If you look at those career-defining songs you’ve released, going back to “Boondocks” through “Pontoon” and “Tornado” and “Girl Crush” and “Better Man,” you realize Little Big Town has a catalog of songs that fans will want to hear for as long as you all can get onstage and sing them. Most of those songs weren’t automatic chart hits because they were all so different from what everyone else was doing when they first came out.
Even “Tornado,” I think we played that for the label last because at the moment it felt pretty progressive. We thought, “This is gonna scare them to death, but we love it.” The thing about [our label president Mike] Dungan is he always lets us stretch, so when we were playing that whole Tornado album for them, we played that title song last. It ended up becoming a Number One record, and who would have ever thought that? We’ve been so lucky to have some of these big moments. “Pontoon” was a game-changer. “Boondocks” was a game-changer, and “Girl Crush” took us to a place that we had never been before. So, we look back with nothing but gratitude. That’s why I’m so proud of the band. We’re just as hungry as we’ve ever been, and I like that “Summer Fever” feels new for the band. You can hear influences from other things that we’ve done, but it feels like something completely new.
No matter how much success you have, you retain that ability to remain hungry and creatively curious. That’s why you and Miranda Lambert make such an ideal pairing on the road this summer with the Bandwagon Tour. Her music has the same qualities.
Miranda inspires me all the time. I love spending time with her because she loves music and loves songs so much. She’s so passionate about it.
The Bandwagon Tour isn’t just a co-headlining bill with Little Big Town and Miranda Lambert. You’re actually including a full set in the show where Miranda is joining LBT to form a supergroup. What are you cooking up for that part of the show?
We start rehearsals this week. We’ve been brainstorming about what songs to do for awhile during a bunch of back-porch hanging meetings. We’ve come up with some ideas that we think the fans are going to love of combining songs and also covering things. We won’t know until these next few days in rehearsals. Honest to God, there isn’t a song of hers that I wouldn’t want to sing. I remember hearing “The House That Built Me” and having to pull my car over from tears. I feel that way about so much of her stuff. Nobody owns the stage like Miranda does, and she has those total kickass moments, and she just kills it.
We’ve done some things through the years together, but to actually be able to tour and be creative and hopefully write some songs, too, that’s what I’m hoping happens.
So Miranda is joining the band for this set, but the four of you in Little Big Town are pretty much self-contained most of the time. Besides a few one-off songs, like your duet with Luke Bryan on “Home Alone Tonight,” the members of Little Big Town have only released songs as a group. Has the thought of one of you pursuing a solo project ever come up?

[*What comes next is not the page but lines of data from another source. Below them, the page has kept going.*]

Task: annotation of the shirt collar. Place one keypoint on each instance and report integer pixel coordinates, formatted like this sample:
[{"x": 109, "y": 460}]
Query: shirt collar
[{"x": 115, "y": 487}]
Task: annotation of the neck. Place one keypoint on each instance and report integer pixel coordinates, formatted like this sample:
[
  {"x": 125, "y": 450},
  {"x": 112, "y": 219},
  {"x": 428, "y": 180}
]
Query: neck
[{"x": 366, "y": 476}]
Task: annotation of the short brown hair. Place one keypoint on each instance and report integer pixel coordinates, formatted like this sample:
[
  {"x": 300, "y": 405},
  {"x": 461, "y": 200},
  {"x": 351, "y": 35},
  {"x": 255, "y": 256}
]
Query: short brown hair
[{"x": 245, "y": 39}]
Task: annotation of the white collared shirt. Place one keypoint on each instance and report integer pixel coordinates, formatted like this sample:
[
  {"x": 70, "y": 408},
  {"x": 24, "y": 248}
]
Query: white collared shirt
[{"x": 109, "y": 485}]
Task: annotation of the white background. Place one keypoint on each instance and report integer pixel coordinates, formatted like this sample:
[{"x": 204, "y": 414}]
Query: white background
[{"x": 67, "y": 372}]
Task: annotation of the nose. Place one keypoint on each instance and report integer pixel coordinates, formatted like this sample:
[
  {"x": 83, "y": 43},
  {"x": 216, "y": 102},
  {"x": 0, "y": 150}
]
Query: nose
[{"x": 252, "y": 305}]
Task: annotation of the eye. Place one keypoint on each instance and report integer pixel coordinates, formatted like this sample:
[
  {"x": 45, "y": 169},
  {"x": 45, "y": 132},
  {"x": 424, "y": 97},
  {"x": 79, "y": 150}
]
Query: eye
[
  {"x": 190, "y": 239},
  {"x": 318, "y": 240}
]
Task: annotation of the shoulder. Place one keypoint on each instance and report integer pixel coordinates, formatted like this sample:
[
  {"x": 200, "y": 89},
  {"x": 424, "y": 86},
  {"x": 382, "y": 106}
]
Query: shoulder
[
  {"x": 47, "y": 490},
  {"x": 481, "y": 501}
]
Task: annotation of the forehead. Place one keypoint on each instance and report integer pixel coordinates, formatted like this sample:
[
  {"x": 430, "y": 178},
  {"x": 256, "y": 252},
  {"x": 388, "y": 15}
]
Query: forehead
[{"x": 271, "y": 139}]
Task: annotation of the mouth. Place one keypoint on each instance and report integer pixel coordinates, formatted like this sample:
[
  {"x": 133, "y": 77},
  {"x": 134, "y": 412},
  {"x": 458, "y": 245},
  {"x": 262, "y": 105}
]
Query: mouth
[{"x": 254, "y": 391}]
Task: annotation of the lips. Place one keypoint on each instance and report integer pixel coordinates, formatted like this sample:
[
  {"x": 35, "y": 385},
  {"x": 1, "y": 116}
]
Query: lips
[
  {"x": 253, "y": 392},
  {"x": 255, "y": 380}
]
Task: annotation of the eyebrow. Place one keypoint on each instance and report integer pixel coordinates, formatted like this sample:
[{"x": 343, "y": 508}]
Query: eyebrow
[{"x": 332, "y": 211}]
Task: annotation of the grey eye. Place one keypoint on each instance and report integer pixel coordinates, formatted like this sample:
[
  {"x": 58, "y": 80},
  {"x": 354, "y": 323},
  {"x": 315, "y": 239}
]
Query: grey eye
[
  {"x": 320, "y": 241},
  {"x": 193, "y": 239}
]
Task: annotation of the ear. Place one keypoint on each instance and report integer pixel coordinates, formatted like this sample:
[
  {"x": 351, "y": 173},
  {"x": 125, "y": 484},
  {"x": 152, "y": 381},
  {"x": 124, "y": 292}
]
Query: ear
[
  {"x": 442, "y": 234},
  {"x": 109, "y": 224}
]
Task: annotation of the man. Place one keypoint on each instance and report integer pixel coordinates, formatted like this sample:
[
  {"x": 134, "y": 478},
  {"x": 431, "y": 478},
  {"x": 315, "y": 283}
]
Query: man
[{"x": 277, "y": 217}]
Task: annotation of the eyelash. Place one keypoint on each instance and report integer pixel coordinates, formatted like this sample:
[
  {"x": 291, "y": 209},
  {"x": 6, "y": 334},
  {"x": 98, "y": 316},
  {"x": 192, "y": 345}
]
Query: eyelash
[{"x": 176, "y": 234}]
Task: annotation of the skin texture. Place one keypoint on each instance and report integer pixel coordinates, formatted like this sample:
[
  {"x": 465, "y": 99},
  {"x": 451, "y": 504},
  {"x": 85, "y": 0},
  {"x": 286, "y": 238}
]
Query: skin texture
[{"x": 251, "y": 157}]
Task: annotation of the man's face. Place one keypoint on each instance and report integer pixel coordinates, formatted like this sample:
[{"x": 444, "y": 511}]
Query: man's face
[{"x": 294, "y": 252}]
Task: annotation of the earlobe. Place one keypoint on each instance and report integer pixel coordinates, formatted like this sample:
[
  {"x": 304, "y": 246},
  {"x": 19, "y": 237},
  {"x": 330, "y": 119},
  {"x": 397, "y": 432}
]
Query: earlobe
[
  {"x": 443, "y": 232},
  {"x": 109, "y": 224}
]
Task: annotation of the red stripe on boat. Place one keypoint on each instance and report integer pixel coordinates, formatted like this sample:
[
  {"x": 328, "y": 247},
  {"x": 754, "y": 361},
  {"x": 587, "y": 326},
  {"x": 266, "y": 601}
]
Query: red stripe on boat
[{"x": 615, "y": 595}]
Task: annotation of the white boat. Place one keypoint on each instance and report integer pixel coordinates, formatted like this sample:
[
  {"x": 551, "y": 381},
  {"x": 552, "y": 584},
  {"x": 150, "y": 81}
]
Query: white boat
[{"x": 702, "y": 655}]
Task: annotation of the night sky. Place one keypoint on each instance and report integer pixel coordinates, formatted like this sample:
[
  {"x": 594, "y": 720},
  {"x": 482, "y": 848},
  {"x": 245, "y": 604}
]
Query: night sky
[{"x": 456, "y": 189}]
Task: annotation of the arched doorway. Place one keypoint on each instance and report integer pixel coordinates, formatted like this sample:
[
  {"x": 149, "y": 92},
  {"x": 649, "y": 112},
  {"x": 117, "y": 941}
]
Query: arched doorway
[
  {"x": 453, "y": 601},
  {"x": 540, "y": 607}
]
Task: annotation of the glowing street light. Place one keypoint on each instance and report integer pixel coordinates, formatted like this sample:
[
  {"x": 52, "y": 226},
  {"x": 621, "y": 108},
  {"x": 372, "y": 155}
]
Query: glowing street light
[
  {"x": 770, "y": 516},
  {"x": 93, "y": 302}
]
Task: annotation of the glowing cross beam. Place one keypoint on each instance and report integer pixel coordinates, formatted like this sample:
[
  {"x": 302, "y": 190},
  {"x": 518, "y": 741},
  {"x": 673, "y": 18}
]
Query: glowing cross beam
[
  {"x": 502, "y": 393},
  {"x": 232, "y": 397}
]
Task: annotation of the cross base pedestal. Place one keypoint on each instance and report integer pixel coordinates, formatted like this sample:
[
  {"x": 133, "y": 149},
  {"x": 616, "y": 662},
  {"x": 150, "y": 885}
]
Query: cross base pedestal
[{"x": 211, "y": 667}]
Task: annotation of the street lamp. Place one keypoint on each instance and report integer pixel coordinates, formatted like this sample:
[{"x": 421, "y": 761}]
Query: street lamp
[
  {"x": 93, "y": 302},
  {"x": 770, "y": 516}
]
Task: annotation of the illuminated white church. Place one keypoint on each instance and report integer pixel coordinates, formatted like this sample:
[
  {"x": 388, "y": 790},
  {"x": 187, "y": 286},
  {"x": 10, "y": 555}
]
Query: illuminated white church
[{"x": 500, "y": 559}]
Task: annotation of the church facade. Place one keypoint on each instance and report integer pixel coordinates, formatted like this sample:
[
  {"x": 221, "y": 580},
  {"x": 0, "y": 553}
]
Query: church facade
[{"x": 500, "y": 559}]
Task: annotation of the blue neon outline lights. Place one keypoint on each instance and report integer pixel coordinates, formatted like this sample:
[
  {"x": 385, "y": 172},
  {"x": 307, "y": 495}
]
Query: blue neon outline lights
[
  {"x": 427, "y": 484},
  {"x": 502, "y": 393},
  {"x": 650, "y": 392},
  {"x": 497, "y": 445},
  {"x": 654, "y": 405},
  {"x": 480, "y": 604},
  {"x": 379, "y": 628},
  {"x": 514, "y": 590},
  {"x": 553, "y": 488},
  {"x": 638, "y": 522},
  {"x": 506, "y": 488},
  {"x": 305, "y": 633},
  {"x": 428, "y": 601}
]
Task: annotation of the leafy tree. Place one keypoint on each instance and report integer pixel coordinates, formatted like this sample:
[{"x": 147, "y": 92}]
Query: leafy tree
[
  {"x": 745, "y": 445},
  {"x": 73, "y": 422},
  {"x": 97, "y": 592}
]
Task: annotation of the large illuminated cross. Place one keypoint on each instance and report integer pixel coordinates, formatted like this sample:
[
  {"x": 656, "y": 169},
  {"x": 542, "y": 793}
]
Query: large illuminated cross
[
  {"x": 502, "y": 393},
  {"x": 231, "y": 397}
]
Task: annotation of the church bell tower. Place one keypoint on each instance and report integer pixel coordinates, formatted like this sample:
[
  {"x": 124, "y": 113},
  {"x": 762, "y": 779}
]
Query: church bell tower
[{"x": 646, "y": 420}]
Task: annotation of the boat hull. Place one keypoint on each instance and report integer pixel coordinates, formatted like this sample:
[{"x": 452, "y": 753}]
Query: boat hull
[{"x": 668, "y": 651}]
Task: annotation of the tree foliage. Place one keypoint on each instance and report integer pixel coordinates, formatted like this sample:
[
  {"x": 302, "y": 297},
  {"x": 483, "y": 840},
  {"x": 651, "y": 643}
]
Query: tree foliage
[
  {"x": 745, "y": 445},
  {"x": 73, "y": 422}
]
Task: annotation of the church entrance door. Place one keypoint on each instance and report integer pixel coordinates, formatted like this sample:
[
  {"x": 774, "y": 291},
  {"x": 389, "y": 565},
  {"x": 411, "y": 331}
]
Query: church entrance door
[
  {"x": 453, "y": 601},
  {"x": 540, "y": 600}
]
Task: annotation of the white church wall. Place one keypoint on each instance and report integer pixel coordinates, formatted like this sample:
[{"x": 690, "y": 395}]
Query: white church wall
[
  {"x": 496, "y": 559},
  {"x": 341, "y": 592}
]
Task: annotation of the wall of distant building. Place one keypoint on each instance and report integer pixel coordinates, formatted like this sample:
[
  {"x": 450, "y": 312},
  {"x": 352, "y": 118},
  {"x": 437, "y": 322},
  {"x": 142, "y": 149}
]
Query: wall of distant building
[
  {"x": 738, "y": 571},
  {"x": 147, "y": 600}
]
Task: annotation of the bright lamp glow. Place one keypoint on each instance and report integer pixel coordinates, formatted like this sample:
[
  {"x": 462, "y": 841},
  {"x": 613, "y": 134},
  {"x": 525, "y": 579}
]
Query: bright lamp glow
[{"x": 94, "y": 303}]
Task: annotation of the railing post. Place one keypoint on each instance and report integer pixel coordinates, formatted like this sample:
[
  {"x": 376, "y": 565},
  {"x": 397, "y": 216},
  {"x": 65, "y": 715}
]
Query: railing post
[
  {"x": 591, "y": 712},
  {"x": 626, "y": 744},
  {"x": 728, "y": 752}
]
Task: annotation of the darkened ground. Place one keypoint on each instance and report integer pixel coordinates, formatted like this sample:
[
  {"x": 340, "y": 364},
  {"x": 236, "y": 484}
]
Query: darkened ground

We just think we’re better together. I think that’s definitely how I feel. There’s some kind of chemistry between the four of us, and we don’t ever talk about it. Everybody’s sung on other people’s records before, and we always discuss it as a group and give each other the go-ahead. We want each other to be creative. I’m not saying that somebody someday isn’t going to come and say that, but right now we can’t even find time to make a Christmas record, which we’ve always wanted to do. So, there are priorities that we always keep the band at the forefront. I don’t know why. I think we just like making music together.